Hi,
thank you Amos, this is bringing me into the right direction.
Now I know what I'll have to debug: the pinger.
Cache.log shows:
2021/02/09 14:49:27| pinger: Initialising ICMP pinger ...
2021/02/09 14:49:27| pinger: ICMP socket opened.
2021/02/09 14:49:27| pinger: ICMPv6 socket opened
2021/02/09 14:49:27| Pinger exiting.
and that last line "pinger exiting" looks like a problem here.
Squid is used as a package from ubuntu bionic, it's configured with
"--enable-icmp" as stated by squid -v.
Now I explicitly wrote a "pinger_enable on" and the pinger_program path
(in this case: "/usr/lib/squid/pinger" ) into the squid.conf (as well
as icmp_query on) and reconfigured but the cache.log still shows:
"Pinger exiting"
So I don't understand why the pinger is exiting. The pinger_program is
owned by root and has 0755 execution rights. Normal ping commands do
work and show the one originserver at ttl=53 and time=50 while the other
is at ttl=56 and time=155 - so a RTT comparison for weighted-round-robin
should work here.
Any hints on how I can find out why the pinger is exiting?
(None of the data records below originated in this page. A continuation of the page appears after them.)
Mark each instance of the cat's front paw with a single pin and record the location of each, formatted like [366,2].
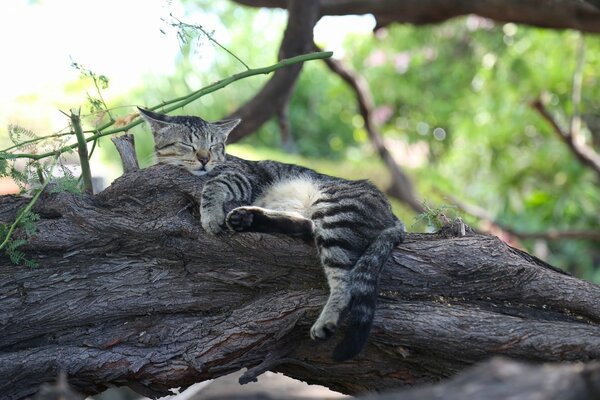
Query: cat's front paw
[213,222]
[240,219]
[323,330]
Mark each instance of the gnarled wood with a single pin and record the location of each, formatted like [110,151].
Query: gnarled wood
[130,291]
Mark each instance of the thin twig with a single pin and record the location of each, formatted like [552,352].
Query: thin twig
[184,100]
[208,35]
[484,215]
[402,187]
[86,172]
[577,83]
[585,154]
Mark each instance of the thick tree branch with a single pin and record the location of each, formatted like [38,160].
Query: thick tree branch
[297,39]
[556,14]
[584,153]
[401,186]
[130,291]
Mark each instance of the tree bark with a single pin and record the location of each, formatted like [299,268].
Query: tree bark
[130,291]
[556,14]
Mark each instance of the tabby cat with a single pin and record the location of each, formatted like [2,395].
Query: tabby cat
[350,222]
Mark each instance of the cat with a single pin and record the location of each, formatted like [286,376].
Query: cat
[350,222]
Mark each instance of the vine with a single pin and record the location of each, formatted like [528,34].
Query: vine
[37,172]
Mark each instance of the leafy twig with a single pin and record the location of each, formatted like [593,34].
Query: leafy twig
[180,24]
[182,101]
[23,213]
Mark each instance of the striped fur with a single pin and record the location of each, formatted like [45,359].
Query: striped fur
[350,222]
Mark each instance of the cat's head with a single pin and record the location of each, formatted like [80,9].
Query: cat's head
[190,142]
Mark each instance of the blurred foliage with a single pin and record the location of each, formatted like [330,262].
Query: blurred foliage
[452,103]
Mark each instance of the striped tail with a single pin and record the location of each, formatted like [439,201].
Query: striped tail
[364,279]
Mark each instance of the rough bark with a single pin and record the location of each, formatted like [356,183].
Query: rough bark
[130,291]
[500,379]
[556,14]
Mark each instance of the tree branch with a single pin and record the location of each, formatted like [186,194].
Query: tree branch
[584,153]
[130,291]
[297,39]
[401,186]
[484,215]
[556,14]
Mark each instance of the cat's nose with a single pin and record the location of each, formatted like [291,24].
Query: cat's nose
[203,157]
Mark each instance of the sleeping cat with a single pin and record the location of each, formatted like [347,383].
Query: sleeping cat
[350,222]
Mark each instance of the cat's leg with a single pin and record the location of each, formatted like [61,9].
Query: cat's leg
[219,196]
[339,299]
[258,219]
Right now I'm
debuging with debug_options ALL,1 44,3 15,8 but don't see a reason why
the pinger exits.
The Originservers are defined by (with icp/htcp disabled):
cache_peer [ipv4_address_srv1] parent [http_port] 0 no-digest
no-netdb-exchange weighted-round-robin originserver name=srv1
forceddomain=[domainname]
cache_peer [ipv4_address_srv2] parent [http_port] 0 no-digest
no-netdb-exchange weighted-round-robin originserver name=srv2
forceddomain=[domainname]
Thank you for your help,
Chris
On 09.02.21 04:23, Amos Jeffries wrote:
On 9/02/21 3:40 am, Chris wrote:
Hi all,
I'm trying to figure out the best way to use squid (version 3.5.27)
in reverse proxy mode in regard to originserver health checks and
load balancing.
So far I had been using the round-robin originserver cache peer
selection algorithm while using weight to favor originservers with
closer proximity/lower latency.
Ok.
The problem: if one cache_peer is dead it takes ages for squid to
choose the second originserver. It does look as if (e.g. if one
originserver has a weight of 32, the other of 2) squid tries the dead
server several times before accessing the other one.
The DEAD check by default requires 10 failures in a row to trigger.
This is configurable with the connect-fail-limit=N option.
Now instead of using round-robin plus weight it would be best to use
weighted-round-robin. But as I understand it, this wouldn't work with
originserver if (as it's normally the case) the originserver won't
handle icp or htcp requests. Did I miss sth. here? Would
background-ping work?
Well, kind of.
ICP/HTCP is just a protocol. Most origin servers do not support them,
but some do. Especially if the server is not a true origin but a
reverse-proxy.
I tried weighted-round-robin and background-ping on originservers but
got only an evenly distributed request handling even if ones
originservers rtt would be less than half of the others. But then
again, those originservers won't handle icp requests.
RTT is retrieved from ICMP data primarily. Check your Squid is built
with --enable-icmp, the pinger helper is operational, and that ICMP
Echo traffic is working on all possible network routes between your
Squid and the peer server(s).
So what's the best solution to a) choose the originserver with the
lowest rtt and b) still have a fast switch if one of the
originservers switches into dead state?
Check whether the RTT is actually being measured properly by Squid
(debug_options ALL,1 44,3 15,8). If the peers are fast enough
responding or close enough in the network RTT could come out as a 0
value or some N value equal for both peer. ie. neither being "closer".